Parafrazując stary kawałek Lady Pank opisuję swoje „zaYes-owanie”. To zespół, który mam w sobie, więc bolało mnie coraz bardziej to, co działo się u nich w ostatnim czasie. Po raz kolejny zmienił się skład i to tak drastycznie, iż Yes stał się według mnie własnym cover bandem…

Widziałam ich w pełnym reaktywowanym składzie i to w Poznaniu – w Arenie w 1998 roku, no prawie, bo bez Wakemana, za to chyba był Billy Sherwood i Igor Choroszew, ale tu mogę się mylić. To było niezapomniane widowisko i cudowne spotkanie z muzyką, którą mogę chłonąć wszystkimi zmysłami, nawet przez pory w skórze.

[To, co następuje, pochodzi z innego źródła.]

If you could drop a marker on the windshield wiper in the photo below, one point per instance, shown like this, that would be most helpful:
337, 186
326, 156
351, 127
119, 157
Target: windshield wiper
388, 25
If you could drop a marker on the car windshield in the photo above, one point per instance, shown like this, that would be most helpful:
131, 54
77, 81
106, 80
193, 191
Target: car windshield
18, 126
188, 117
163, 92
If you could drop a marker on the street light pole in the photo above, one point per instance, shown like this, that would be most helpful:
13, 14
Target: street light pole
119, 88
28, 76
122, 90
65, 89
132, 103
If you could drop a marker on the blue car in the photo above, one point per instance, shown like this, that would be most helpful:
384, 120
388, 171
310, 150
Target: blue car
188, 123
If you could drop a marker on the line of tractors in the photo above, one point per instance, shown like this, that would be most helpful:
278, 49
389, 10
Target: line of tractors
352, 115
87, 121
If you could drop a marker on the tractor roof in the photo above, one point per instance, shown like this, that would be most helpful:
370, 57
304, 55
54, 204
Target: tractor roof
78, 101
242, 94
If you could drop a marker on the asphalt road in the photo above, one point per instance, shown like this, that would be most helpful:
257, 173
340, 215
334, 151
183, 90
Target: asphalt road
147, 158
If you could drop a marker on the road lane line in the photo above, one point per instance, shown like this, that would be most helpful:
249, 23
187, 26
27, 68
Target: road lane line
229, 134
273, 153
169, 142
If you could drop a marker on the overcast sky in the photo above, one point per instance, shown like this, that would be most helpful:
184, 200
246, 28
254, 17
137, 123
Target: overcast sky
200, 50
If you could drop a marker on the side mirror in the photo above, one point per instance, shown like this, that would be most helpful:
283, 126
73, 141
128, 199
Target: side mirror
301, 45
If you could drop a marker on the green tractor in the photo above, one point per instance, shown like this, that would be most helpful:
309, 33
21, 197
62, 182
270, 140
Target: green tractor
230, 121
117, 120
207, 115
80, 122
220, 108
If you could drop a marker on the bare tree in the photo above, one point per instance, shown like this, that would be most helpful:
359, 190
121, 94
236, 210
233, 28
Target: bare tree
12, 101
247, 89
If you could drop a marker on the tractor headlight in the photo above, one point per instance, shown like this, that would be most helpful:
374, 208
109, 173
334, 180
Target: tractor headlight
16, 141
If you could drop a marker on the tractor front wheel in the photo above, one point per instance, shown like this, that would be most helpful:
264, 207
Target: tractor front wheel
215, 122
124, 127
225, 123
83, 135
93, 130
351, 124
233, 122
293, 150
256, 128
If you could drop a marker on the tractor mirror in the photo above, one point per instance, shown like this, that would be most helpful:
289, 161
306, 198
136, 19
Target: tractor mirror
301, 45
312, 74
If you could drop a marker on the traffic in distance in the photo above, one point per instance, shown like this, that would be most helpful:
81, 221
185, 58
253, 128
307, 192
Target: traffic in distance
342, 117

Na Yesach byłam jeszcze dwukrotnie. Kiedy to grupa postanowiła obyć się bez klawiszowca i nagrać kolejną płytę jako kwartet wspomagany orkiestrą symfoniczną. Z tego eksperymentu zrodził się album zatytułowany "Magnification". Na europejskiej trasie koncertowej zespołowi towarzyszyła orkiestra z Polski. Yes dał wtedy dwa koncerty, a ja wybrałam katowicki Spodek, To był 2001 rok! Niestety dałam się namówić jeszcze na występ również w Spodku w 2009 roku, co pominę brakiem komentarza – zamiast Andersona „śpiewał” z nimi Kanadyjczyk, niejaki Benoit David.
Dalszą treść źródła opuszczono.